高校時代の思い出を彷彿とさせる名前との再会は、あまり喜べる形でのものでは無かった。
テレビから流れるニュース。そこの話題の関連として、三星学園の名は挙げられた。それだけなら良かったのだが、アナウンサーの口から溢れるのは汚職疑惑だなんだのと、決して世に誉められた話題ではない。
ひょっとしたら三橋は、このことが原因で姿を消したのだろうか。そんなことを考え、やめる。オレと三橋のことは終った過去だ。今更事実を知ったって、現実にはなんら影響ない。

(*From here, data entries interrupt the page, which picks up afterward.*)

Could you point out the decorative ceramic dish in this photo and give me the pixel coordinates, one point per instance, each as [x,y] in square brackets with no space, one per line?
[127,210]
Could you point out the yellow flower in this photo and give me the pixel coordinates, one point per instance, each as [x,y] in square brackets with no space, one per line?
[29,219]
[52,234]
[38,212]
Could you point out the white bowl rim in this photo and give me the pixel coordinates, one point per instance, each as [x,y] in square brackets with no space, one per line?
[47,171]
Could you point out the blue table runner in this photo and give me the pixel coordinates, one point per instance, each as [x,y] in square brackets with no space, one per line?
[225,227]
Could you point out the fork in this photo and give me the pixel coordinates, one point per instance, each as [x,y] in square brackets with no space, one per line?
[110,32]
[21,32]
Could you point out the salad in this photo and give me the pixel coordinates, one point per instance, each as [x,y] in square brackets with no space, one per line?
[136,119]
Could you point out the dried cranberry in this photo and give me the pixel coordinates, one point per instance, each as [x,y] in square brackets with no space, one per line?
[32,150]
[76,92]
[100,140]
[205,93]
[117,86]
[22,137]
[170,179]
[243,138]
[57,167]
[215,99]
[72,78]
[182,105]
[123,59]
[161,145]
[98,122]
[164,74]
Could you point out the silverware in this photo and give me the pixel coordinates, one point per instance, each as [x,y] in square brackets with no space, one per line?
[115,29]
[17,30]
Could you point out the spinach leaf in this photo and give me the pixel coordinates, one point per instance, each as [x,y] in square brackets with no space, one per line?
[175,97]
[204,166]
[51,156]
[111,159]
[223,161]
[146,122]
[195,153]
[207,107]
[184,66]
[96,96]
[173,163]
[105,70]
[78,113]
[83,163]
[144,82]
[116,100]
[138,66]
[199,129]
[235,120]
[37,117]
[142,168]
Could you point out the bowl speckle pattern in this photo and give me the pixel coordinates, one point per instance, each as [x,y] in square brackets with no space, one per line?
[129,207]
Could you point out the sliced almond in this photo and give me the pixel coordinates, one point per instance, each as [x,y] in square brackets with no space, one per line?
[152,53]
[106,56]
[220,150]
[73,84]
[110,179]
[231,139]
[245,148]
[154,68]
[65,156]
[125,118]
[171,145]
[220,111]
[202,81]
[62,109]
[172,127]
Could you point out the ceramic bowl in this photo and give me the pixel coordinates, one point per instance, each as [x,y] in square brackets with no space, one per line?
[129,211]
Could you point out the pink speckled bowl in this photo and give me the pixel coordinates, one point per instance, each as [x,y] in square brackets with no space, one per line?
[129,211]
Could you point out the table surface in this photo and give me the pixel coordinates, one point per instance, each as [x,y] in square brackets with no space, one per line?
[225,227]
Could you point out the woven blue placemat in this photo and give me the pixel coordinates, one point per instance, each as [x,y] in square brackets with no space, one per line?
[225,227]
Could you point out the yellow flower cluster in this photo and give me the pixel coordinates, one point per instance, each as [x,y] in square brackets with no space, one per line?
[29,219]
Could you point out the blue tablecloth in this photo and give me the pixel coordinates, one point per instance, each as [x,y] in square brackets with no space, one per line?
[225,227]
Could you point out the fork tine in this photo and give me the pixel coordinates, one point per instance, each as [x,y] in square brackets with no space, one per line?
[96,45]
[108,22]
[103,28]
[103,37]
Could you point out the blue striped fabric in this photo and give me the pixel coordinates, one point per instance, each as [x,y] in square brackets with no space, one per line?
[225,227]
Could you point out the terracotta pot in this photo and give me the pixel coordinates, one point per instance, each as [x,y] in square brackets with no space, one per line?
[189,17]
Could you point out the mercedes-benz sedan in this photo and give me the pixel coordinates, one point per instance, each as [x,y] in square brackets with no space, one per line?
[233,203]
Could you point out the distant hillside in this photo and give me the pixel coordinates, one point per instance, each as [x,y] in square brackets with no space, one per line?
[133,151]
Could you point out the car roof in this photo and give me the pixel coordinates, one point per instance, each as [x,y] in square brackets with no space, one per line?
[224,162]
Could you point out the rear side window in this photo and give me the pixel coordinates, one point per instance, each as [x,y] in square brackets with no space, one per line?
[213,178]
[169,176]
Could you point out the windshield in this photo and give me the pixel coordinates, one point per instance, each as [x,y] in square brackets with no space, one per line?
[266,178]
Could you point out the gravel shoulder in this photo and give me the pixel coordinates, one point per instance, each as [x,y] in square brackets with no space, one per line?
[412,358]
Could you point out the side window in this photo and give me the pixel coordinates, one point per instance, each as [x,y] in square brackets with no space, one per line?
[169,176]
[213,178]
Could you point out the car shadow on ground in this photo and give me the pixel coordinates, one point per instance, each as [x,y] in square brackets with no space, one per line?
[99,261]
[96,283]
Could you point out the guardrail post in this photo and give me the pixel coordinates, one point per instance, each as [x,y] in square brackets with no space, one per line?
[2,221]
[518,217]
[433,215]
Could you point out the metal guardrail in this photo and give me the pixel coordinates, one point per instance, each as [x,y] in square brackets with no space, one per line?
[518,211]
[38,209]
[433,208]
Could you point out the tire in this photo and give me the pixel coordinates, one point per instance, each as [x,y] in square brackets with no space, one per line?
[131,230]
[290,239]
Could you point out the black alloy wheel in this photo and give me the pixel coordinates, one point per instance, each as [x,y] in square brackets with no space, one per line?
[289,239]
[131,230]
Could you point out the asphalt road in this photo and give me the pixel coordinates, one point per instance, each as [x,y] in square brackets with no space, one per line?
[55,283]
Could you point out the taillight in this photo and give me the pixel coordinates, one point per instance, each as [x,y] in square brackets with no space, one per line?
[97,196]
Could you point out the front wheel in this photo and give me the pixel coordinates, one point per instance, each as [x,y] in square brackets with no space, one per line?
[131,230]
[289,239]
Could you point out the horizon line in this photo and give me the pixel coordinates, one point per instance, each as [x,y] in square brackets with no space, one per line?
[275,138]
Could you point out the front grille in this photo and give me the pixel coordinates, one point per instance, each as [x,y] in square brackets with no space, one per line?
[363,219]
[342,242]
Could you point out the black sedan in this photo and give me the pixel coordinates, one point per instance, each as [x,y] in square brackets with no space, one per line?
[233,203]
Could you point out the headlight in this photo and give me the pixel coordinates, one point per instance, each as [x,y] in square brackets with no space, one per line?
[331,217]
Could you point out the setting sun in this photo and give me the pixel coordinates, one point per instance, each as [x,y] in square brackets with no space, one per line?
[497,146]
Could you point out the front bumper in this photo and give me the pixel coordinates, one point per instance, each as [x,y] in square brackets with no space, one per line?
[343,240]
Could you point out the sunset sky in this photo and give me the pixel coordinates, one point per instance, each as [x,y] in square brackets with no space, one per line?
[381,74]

未練がましく思うのはやめよう。三橋はきっとどこか別の場所で、事件とは無関係にやっている。そう思っておこう。
別の報道を始めたテレビの電源を切る。深追いしなくて正解だ。上手くいくわけなんかない。だからこれでいい、これが正しい選択だった。

無音の空間を裂き、携帯が着信を告げるベルを鳴らしだす。どうせサークルの連中の誰かだろうと、発信者を確認せずにボタンを押した。